Turns out she was all about winning. All the time. She hated to lose more than she loved to win. Winning came easy. Winning was expected and became the norm. But, real life-learning came from both winning and losing.

Losing the ability to continue to compete on the field caused her to completely reevaluate what she wanted to do with her life off the field. And, she went after the subject with the same ferocity that vaulted her to national recognition in her sport by the age of 13.

Sometimes we spend so much time mourning what we have lost, we can't see what we might have gained in the process. I know that I have struggled with this challenge in recent months.

The only thing I can say with a certainty is that nothing on earth lasts. It's all fleeting. The good times never last. And, fortunately, the bad times generally don't last forever either. At least, not in their most dire, bottom-of-the-pit bad times form. You eventually come out of whatever you're in.

If you're paying attention, you know that you don't come out of the pit the same way you went into it.

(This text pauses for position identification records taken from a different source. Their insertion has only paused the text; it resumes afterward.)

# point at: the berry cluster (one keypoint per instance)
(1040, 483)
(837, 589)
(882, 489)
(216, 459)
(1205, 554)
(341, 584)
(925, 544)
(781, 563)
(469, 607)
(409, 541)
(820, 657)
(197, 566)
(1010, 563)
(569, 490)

As I plopped into the center seat closest to the front of the Southwest flight back to Denver from Salt Lake City yesterday, I thought that the resolution I had wanted for Friday, February 27, 2009 would not be forthcoming. I tried to make myself smaller in the seat so that the people who had fought for -- and won -- the right to the aisle and window seats wouldn't feel so cheated.

While my cell phone slept in the air, I was unaware that bigger and higher things than me were working on my behalf. Rapidly. Working an entire array of other phones. Lining up the pieces.

Making a big thing happen. Making it happen for little, 'ol me.